2024年もいろいろ大変だった 自動車業界ニュース振り返り(欧州編) EV低迷、関税、価格競争…
低価格車の復活
最近まで、EVの開発は大型の高級車が中心であった。メーカーは初期投資の利益を最大限に引き出し、EVの生産コストの高さを回収しようとしていたからだ。 しかし、EVへの需要が低迷し、排ガス規制が強化されるにつれ、小型で安価なEVの開発に焦点を当てる必要性が明らかになってきた。 中国の自動車メーカーはすでに、2万5000ポンド(約500万円)以下のMG 4のようなクルマを発売しており、これがMGの2023年の売上高が13億ポンド(約2600億円)に達するきっかけとなった。 もちろん、国からの補助を受けずに小型EVで利益を上げられるかどうかは、他者の判断に委ねられる。 3月、欧州の自動車ブランドが苦境に立たされている中、デ・メオ氏は攻勢に転じ、欧州の規制は「客観的に高級モデルを優遇している」と批判した。同氏は、再び手頃な価格のクルマの開発を積極的に推進することで、バランスを是正するよう当局に求めた。 政府からの反応は何もなかったが、ルノー・グループはそれでも計画を進め、航続距離220kmで必要最小限の装備を持つEV、ダチア・スプリングを、1万4995ポンド(約295万円)という驚きの低価格で発売した。 重要なのは、これが欧州で最も安いEVであることだ。中国で製造することでこの価格を実現した。20.7%の輸入関税が課せられるにもかかわらず、生産拠点を欧州に移す計画はない。 ルノーはその後、フランス製で2万2995ポンド(約450万円)からの価格設定の5を発表し、フォルクスワーゲンは2万5000ポンド以下の「ID.2」と2万ポンド(約400万円)以下の「ID.1」を準備中である。
英国で新政権誕生
英国では2024年、14年間にわたる保守党の支配に終止符が打たれ、政権交代が実現した。10月には、新財務大臣レイチェル・リーブスの秋の予算案に多くの期待が寄せられたが、肝心な質問に対する答えは、彼女の光沢のある赤いブリーフケースの中には隠されていなかった。 労働党は選挙公約の一部として、自動車とドライバーに焦点を当てた数々の公約を掲げた。
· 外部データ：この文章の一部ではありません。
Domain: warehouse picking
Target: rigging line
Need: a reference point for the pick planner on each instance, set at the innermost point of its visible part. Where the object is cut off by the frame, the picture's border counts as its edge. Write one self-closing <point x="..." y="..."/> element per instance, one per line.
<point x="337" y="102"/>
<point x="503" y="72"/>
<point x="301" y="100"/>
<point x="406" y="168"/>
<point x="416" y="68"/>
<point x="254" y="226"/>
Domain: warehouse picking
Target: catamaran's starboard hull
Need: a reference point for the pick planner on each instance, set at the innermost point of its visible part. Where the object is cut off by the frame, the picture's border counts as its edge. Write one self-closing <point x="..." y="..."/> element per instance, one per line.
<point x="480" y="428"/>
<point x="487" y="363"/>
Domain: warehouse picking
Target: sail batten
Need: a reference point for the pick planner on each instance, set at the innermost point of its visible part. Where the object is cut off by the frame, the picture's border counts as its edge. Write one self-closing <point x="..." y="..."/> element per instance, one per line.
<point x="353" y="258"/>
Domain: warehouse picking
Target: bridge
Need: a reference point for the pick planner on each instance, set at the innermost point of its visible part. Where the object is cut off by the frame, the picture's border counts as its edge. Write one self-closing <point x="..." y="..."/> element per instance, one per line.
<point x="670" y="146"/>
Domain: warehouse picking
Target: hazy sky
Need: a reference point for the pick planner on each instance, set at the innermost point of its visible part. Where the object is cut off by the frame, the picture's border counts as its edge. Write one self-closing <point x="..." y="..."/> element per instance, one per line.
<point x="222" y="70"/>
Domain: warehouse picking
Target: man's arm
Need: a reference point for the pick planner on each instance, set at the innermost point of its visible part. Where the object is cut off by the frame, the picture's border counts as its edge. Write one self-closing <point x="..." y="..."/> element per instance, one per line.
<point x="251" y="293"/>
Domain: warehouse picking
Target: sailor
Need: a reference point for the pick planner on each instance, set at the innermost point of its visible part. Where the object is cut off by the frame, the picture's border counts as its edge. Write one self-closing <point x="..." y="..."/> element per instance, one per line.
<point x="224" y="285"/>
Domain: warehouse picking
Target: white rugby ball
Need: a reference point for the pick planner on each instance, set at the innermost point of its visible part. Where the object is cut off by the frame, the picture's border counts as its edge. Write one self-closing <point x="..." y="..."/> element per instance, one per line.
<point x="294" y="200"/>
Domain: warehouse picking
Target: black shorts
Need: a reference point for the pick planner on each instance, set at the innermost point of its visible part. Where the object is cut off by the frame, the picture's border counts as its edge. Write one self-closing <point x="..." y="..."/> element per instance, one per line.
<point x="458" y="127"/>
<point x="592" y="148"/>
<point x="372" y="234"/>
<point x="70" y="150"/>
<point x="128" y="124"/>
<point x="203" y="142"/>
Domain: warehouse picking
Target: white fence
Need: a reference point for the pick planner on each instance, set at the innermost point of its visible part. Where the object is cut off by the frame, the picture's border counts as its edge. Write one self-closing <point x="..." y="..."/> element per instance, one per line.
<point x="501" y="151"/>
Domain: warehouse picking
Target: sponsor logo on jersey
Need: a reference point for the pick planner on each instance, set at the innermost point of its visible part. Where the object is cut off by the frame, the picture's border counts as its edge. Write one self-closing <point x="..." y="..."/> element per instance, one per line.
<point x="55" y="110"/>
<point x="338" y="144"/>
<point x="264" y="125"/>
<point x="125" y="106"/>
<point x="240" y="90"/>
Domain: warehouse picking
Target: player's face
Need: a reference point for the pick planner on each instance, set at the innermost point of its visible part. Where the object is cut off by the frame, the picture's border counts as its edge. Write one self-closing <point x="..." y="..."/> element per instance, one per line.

2030年のICE車の新車販売禁止措置(ハイブリッド車は2035年まで許可)を復活させるなどして、メーカーが今後10年間にどのようなクルマが売れるのか見当もつかないという状況下で「確実性」を提供するというものだ。 また、自動車保険料の高騰を抑え、充電ポイントの数を増やすことでEV購入者の支援を行うこと、さらに中古EVの普及を促進するためのバッテリー健康基準を導入することも約束した。 しかし、10月の秋の予算案は期待外れの内容となり、自動車業界の主要企業によるロビー活動にもかかわらず、EVの購入奨励策は導入されなかった。 EVに対する自動車税(VED)の導入を2025年4月1日以降に延期するよう求める声もあった。その理由の1つは、EVの車両本体価格が高いため、4万ポンド(約800万円)の高級車税の適用基準に該当するモデルが不釣り合いなほど多くなるというものだ。 代わりに英国政府は、ほとんどの新型ICEの自動車税を倍増させることで、逆の平等化を図った。また、燃料税も12か月間据え置かれることとなった。